As a mom, you have a lot on your plate. Between caring for kids and running errands, keeping the house in order, cleaning up after dinner and doing laundry, it’s no wonder that sometimes you don’t feel like your most energetic self. The good news is there are many ways to boost brainpower for moms that don’t involve spending money or having more time on your hands! You can take actionable steps today to make yourself feel more alert and focused—even when you’re exhausted from all of those other commitments.
1. Do complex activities with your child.
You’d be surprised by how much your brainpower can increase when you engage in more complex activities. The more challenging the activity, the more your mind will work to process it and the better you’ll feel.
Having a child certainly qualifies as a complex activity, but there are plenty of other options out there as well. You could take up an instrument or learn how to play chess; maybe even start experimenting with cooking new recipes! All of these things require a lot more effort than doing laundry or cleaning the dishes does, which can make them very satisfying when finished.
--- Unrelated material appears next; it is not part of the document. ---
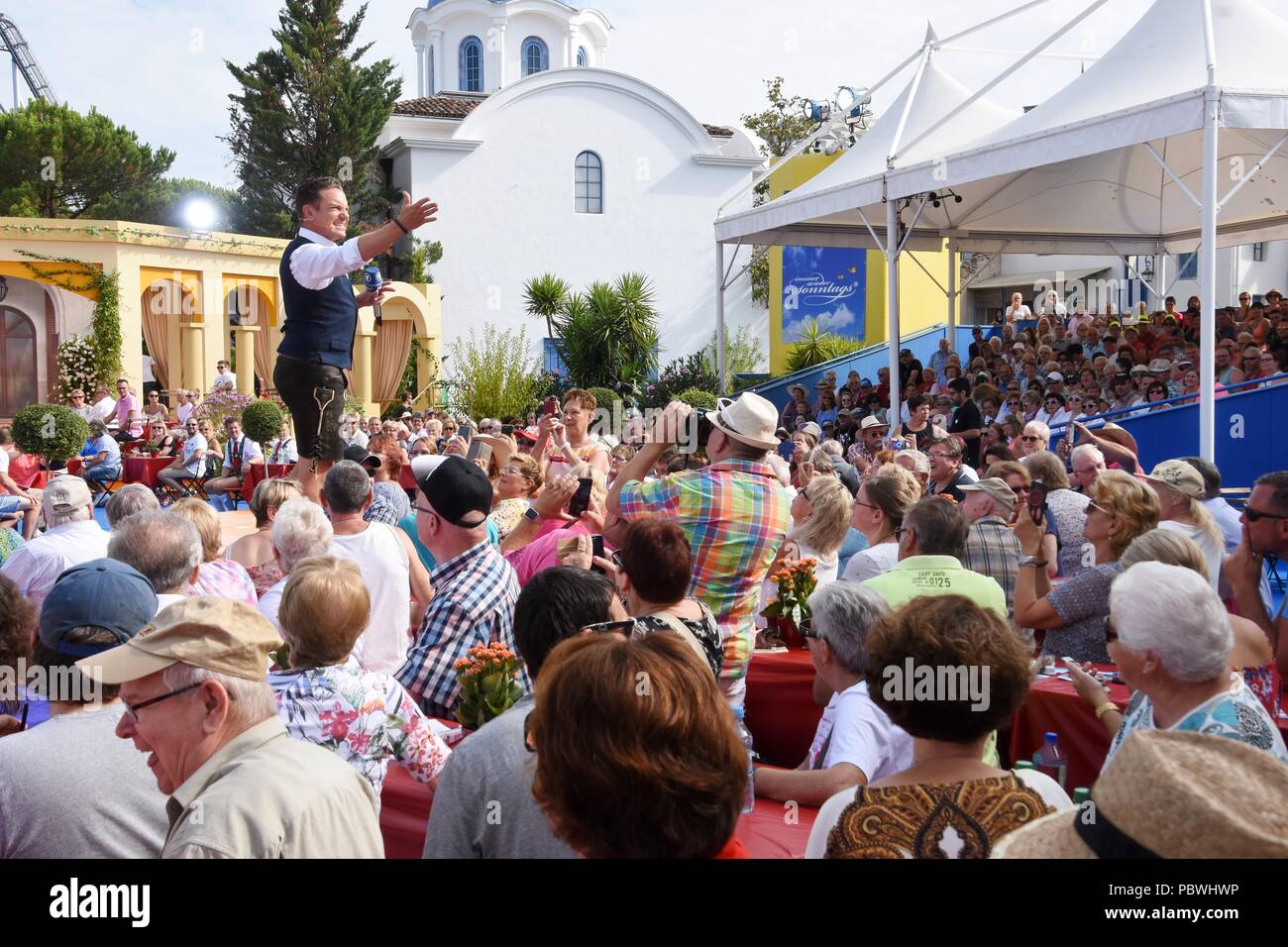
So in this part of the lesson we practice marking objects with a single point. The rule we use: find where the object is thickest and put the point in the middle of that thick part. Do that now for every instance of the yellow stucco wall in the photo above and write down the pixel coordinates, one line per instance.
(207, 266)
(922, 303)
If you’re feeling overwhelmed by your to-do list, try breaking it down into smaller tasks. When you have a lot of things to do, it can be overwhelming and make you feel like nothing is getting done. By breaking your projects down into small steps, however, they’ll seem more manageable. For example, if you have 20 items on a list of chores that need doing around the house today but only an hour or so free to work on them, don’t try tackling all 20 items at once; instead focus on just one or two tasks and move on from there.
2. Work out.
Here’s a tip: Work out. Sure, it might not be as glamorous as taking a nap or cracking open a new book—but working out is one of the best ways to keep your brain sharp. Research shows that exercise can help you sleep better by releasing endorphins that make you feel relaxed and less stressed. It can also help boost your attention span, so if you’re finding yourself unable to focus on work after the kids go to bed (or before they wake up), try hitting the gym for an hour or two instead of scrolling through Instagram. And if all else fails? Exercise works wonders on making us feel happier, too!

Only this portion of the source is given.